Datensätze ohne Verfallsdatum: Wie im Namen der Wissenschaft Grundrechte verletzt werden

Ein US-amerikanischer Informatiker hat mit Bildern von trans* Menschen ohne ihre Zustimmung einen Datensatz zum Trainieren von Gesichtserkennungssoftware erstellt. Jetzt haben sich die wahren Dimensionen seiner fahrlässigen Herangehensweise gezeigt.

Foto: EFF Photos auf flickr

Nicolas Kayser-Bril
Reporter

Karl Ricanek ist Professor für Informatik an der University of North Carolina at Wilmington. 2013 veröffentlichte er einen neuen Bilderdatensatz zum Trainieren von Gesichtserkennungssoftware. Der aus gescrapten YouTube-Videos generierte Datensatz enthielt etwa 10.000 Bilder von 38 Menschen. Die Videos waren von trans* Menschen hochgeladen worden, die damit ihre Hormonersatztherapie (HET) und den Übergang zu einem anderen Geschlecht dokumentierten. In der Trans-Community sind solche Videos als Informationsmaterial beliebt. Zu diesem Zweck werden sie oft geteilt.

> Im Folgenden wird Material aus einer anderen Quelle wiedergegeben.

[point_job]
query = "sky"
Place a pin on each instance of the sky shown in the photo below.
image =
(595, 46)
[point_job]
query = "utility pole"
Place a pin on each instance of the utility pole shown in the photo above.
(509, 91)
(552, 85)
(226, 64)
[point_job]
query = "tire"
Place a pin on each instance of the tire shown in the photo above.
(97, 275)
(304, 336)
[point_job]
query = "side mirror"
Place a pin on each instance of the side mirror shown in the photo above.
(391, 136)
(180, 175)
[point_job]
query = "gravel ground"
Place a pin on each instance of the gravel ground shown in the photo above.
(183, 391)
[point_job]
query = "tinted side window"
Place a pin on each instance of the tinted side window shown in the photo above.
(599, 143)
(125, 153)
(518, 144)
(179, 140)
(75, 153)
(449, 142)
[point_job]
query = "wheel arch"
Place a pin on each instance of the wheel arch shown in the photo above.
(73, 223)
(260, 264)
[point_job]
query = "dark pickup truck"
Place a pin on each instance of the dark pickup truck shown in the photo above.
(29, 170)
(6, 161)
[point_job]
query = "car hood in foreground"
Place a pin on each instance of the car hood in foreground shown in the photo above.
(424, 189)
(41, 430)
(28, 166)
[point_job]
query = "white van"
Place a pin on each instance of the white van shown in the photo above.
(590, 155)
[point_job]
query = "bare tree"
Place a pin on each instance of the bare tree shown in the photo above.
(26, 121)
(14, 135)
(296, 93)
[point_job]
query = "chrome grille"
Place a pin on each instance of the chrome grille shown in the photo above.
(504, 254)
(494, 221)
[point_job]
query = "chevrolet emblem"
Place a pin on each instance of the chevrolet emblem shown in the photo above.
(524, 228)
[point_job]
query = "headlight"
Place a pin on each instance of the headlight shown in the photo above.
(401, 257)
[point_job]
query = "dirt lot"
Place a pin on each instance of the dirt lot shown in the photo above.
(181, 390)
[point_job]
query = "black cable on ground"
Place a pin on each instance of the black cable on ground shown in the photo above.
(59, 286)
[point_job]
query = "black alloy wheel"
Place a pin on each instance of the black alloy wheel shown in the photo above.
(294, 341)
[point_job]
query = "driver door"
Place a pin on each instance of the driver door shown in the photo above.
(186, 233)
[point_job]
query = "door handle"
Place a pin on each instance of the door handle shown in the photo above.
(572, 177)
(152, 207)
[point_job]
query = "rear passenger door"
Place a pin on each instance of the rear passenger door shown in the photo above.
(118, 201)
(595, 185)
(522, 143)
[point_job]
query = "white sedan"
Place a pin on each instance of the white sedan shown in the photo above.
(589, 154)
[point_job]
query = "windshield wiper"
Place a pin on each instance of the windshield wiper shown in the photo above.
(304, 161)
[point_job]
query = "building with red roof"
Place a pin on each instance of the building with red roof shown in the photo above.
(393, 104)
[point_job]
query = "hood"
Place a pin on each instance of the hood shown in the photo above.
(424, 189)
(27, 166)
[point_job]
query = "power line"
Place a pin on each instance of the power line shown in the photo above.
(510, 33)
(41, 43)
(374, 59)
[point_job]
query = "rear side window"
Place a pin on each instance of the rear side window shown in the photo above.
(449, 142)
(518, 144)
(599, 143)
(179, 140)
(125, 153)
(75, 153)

Karl Ricanek wollte mit dem Material die Genauigkeit von Gesichtserkennungsalgorithmen erhöhen. Die Algorithmen konnten damals noch keine Gesichter vor und nach einer HET einander zuordnen. Die Menschen, die die Videos erstellt hatten, wussten nichts von der Zweckentfremdung ihrer Aufnahmen. Karl Ricanek hatte nicht ihre Zustimmung dazu eingeholt. Ihm war ebenso wenig der Gedanke gekommen, dass solch ein Datensatz dazu missbraucht werden könnte, trans* Menschen zu schaden.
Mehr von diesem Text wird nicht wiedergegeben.